METHODS: PubMed, Embase, Cochrane Library, Wanfang database, and Chinese National Knowledge Infrastructure (CNKI) databases were searched for the randomized controlled trials (RCTs) meeting prespecified inclusion criteria up to March 2024. Interventions included TXA and placebo treatments. The outcomes included total blood loss, drainage, hemoglobin drop, the occurrence of deep venous thrombosis (DVT) and hematoma. Traditional meta-analysis and network meta-analysis were performed by Stata and R software, respectively.
RESULTS: Traditional meta-analysis revealed that TXA was associated with a decrease in the total blood loss, drainage volume, and hemoglobin drop (p < 0.05). There was no significant difference between TXA and placebo in terms of the occurrence of DVT and hematoma (p > 0.05). Compared with placebo, intravenous (iv) 10 mg/kg, iv 10 mg/kg (3 doses), iv 2 g, iv 2 g (2 doses), iv 2 g + topical (top) 3 g, iv 50 mg/kg, and top 10 mg/kg decreased the total blood loss with statistical significance (p < 0.05). Compared with placebo, iv 10 mg/kg (WMD = -379.91, 95% CI: -378.92, -81.22) decreased the drainage volume with statistical significance. Compared with placebo, iv 10 mg/kg (3 doses), iv 1 g, iv 1 g + top 2 g, iv 2 g + top 1 g, and iv 50 mg/kg decreased the hemoglobin drop with statistical significance. No statistically significant difference was found when the two interventions were compared against each other for the occurrence of DVT and hematoma (p > 0.05). The SUCRA shows that iv 10 mg/kg ranked first for reducing total blood loss (SUCRA, 90.7%) and drainage volume (SUCRA, 94.3%). The SUCRA shows that iv 1 g + top 2 g ranked first (SUCRA, 93.7%) for reducing hemoglobin drop.
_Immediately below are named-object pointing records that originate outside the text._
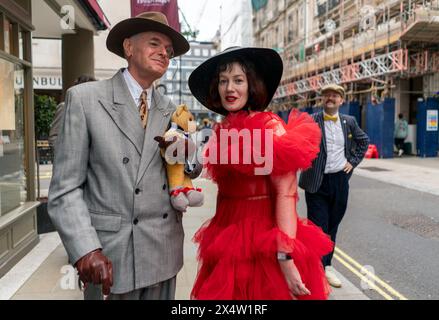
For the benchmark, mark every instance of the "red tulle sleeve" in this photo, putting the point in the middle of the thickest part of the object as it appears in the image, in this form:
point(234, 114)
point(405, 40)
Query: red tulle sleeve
point(297, 145)
point(282, 147)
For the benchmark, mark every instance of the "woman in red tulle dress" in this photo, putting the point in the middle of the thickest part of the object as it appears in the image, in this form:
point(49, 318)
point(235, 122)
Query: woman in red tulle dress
point(256, 247)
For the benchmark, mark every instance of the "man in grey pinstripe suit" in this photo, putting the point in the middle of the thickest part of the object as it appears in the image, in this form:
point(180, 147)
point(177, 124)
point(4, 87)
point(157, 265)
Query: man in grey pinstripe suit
point(109, 198)
point(326, 183)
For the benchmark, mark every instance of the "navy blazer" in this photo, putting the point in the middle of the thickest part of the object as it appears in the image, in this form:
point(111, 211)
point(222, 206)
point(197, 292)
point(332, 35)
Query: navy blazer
point(356, 144)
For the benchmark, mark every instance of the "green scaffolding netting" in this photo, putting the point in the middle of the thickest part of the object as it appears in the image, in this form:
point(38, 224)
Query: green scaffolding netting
point(258, 4)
CONCLUSION: Administration with TXA was associated with a decrease in blood loss in HTO patients. The optimal dose of TXA for reducing blood loss was iv 10 mg/kg. As for reducing hemoglobin drop, iv 1 g + top 2 g ranked first. Administration of TXA was not associated with an increase in the occurrence of DVT and hematoma. However, most evidence was graded as low/very low confidence due to study limitations, imprecision, and heterogeneity. Therefore, these findings should be interpreted as preliminary signals rather than definitive conclusions. Further high-quality randomized trials are required to validate dose-dependent efficacy and long-term safety outcomes.